O(1) – The provided algorithm uses two pointers (markers), one moving at a single step and another at double the step, to locate the middle node. These pointers are simple variables that store node references and do not depend on the size of the linked list (N). No additional data structures, such as arrays or hash maps, are created to store intermediate results or track visited nodes. Therefore, the auxiliary space used is constant, resulting in a space complexity of O(1).

Edge Cases

Case	How to Handle
Empty list (head is null)	Return null immediately as there's nothing to delete.
List with one node	Delete the only node by setting the head to null and returning null.
List with two nodes	Delete the second middle node, which is the second node in the list.
List with an even number of nodes (e.g., 4 nodes)	Delete the second middle node (the node at position n/2 where n is number of nodes, considering 0-based indexing).
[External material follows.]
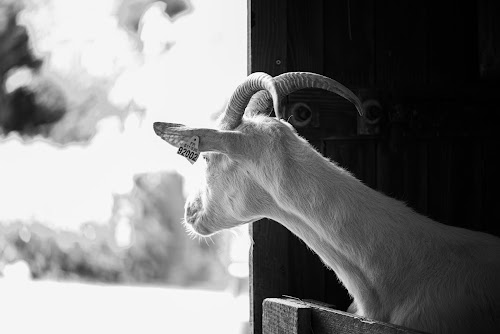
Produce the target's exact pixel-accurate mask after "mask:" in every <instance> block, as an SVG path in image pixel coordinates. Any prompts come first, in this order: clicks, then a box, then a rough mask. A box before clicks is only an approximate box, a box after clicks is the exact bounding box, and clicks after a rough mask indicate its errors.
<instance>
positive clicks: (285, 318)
mask: <svg viewBox="0 0 500 334" xmlns="http://www.w3.org/2000/svg"><path fill="white" fill-rule="evenodd" d="M263 310H264V311H263V312H264V313H263V324H264V326H263V333H265V334H277V333H292V334H293V333H308V334H309V333H314V334H327V333H339V334H362V333H363V334H364V333H374V334H419V333H420V334H422V333H424V332H421V331H417V330H413V329H409V328H405V327H402V326H397V325H392V324H388V323H384V322H381V321H376V320H371V319H367V318H363V317H360V316H356V315H354V314H351V313H347V312H342V311H338V310H335V309H332V308H329V307H327V306H325V303H322V302H316V301H314V300H300V299H291V298H269V299H266V300H265V301H264V303H263Z"/></svg>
List with an odd number of nodes (e.g., 5 nodes)	Delete the middle node (the node at position (n-1)/2 where n is number of nodes, considering 0-based indexing).
Very long list (potential for slow pointer to catch up very late)	The fast and slow pointer approach remains efficient regardless of list length, as it only requires one traversal.
List with duplicate values; middle node has same value as other nodes	The slow and fast pointer method finds the middle node's position independent of value, ensuring correct deletion.
Memory constraints preventing list copying to find length	The slow and fast pointer approach operates in place without needing to copy the list, making it memory-efficient.